Сандра отодвинулась от экрана.
— Ей нужно время, чтобы болезненные воспоминания улеглись. В общем, вот так, Кирилл. Для этого я и работаю в детконтроле. Очень часто окружающие не замечают вот таких следов насилия. Девочка ведь даже пожаловаться не может. Бьют ее, не оставляя следов — насильники ведут себя осторожно. Но они даже в ее психике следы заметают. Она не может пожаловаться даже подруге. Что она скажет — «мама меня отругала»? Но ведь без конфликтов не бывает никогда, кто увидит здесь проблему? Побои она таковыми не считает. Родителей боится и не любит, но защищает семью всеми силами, так как в ее представлении окружающий мир еще ужаснее.
Кирилл вздохнул.
— Конечно, выглядит все это мерзко. Но что ты предлагаешь? В конце концов, в чем-то ее мать права — действительно, бывает и более жестокое насилие. У нас в городе был случай, мальчика забили насмерть. Или семьи алкоголиков, нарков. А тут… в целом же семья хорошая. Ну бывают такие эпизоды. Ты извини, Сандра, но ведь раньше это все вообще считалось нормой. И ничего ведь. Все как-то росли, на протяжении всей человеческой истории.
— Ну да, ну да, — кивнула Сандра, — и поэтому у нас была такая разумная, прекрасная история, без всяких войн, без угнетения, без пыток, казней и жестокостей. И так мы и будем жить дальше.
— Понимаю твой сарказм, — вздохнул учитель, — но время благорастворения воздухов еще и вправду не настало. Я же говорю — у большинства в классе семьи неполные вообще, у некоторых родители — инвалиды…
— Ну и что? — удивилась Сандра, — чем мешает отсутствие отца, если мать адекватна и уважает ребенка? А инвалиды могут воспитывать ничуть не хуже здоровых людей. Материальное положение у них сейчас тоже не хуже остальных. Кстати, вот это отношение к Лийе — «тебе повезло, ты так счастлива в замечательной полной семье» — сильно усугубляет ее страдания. Это в психиатрии называется двойной узел и в принципе считается фактором развития шизофрении. Я бы это назвала двоемыслие. Ее ощущения говорят о том, что ей очень плохо, над ней совершается постоянное насилие, она постоянно унижена — но при этом она вынуждена искренне верить, что ей очень хорошо и даже лучше всех. Кирилл, я не гадаю на кофейной гуще. Тесты, которые я провела, надежно выявляют высокую тревожность, невротичность и ситуацию насилия. Возможно, у других тоже есть проблемы в семьях, уж конечно, они есть у Кости Штейна, но все другие с этими проблемами справляются. Эта девочка нет. Ты же видишь ее на уроках. Она искалечена внутренне, и если мы ничего не изменим, это выльется в жизненную трагедию.

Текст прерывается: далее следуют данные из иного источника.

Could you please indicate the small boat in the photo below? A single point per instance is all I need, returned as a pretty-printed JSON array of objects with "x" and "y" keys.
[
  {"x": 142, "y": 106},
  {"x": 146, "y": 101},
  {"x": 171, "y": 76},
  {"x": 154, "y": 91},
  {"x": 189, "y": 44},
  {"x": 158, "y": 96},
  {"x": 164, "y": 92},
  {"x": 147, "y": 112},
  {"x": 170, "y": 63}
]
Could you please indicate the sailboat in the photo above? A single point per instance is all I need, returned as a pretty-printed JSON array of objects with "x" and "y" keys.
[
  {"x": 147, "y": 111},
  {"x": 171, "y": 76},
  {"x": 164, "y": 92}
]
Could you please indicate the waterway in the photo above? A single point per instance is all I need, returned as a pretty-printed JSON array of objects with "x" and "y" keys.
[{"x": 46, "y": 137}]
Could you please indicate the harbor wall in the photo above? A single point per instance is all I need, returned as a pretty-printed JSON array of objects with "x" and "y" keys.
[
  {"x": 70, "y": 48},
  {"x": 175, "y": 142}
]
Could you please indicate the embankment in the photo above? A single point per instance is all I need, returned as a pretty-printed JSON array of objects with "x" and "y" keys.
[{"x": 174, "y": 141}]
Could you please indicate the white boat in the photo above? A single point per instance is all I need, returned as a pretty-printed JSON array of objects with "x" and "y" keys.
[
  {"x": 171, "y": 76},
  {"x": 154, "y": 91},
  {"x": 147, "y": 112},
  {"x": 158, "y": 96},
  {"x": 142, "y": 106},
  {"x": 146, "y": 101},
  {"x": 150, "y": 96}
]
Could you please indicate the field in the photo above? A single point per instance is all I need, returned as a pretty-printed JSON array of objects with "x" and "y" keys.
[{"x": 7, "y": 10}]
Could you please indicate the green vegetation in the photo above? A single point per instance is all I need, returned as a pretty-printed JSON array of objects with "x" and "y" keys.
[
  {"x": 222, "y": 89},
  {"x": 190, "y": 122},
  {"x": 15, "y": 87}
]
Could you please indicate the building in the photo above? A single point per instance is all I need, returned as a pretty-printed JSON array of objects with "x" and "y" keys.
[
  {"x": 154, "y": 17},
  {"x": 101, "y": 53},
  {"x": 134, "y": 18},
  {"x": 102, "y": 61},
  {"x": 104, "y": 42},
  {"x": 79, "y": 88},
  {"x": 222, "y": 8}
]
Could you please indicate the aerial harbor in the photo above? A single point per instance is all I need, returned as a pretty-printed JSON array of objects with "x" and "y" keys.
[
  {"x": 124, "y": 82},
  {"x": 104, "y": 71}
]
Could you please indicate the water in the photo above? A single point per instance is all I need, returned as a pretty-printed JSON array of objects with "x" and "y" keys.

— Ну ладно, — учитель махнул рукой, покосившись на нежное личико ребенка, подрагивающие ресницы, — что ты предлагаешь? Начать процесс?
Сандра покачала головой.
— Это невозможно. Данные ментоскопии юридически не являются доказательством. Девочку допрашивать нельзя, родители ничего не скажут. Соседи, скорее всего, ничего не знают. Да и за подобное обращение с ребенком серьезных наказаний не бывает. Но выход есть, я с таким работала. Мы попробуем что-то придумать.
Голубые глаза распахнулись. Лийя приподнялась, недоуменно глядя на взрослых.
— Тебе сон приснился? — ласково спросила Сандра. Лийя покачала головой.
— Мне ничего не снилось.
— Как настроение?
— Хорошее, — послушно ответила девочка. Сандра досадливо поморщилась.
— Слезай с кресла, сядь сюда. Лимонада хочешь?
Девочка с удовольствием выпила лимонада. Сандра молчала, глядя на нее, пальцы отбивали ритм на столешнице.
— Знаешь что, Лийя? — начала психологиня, — у меня к тебе такое предложение. Тебе бы не хотелось в школьную коммуну?
Глаза девочки широко распахнулись. В них можно было прочесть, как в ментоскопе — колебания, страх, и под этой коркой разгорающуюся невозможную радость.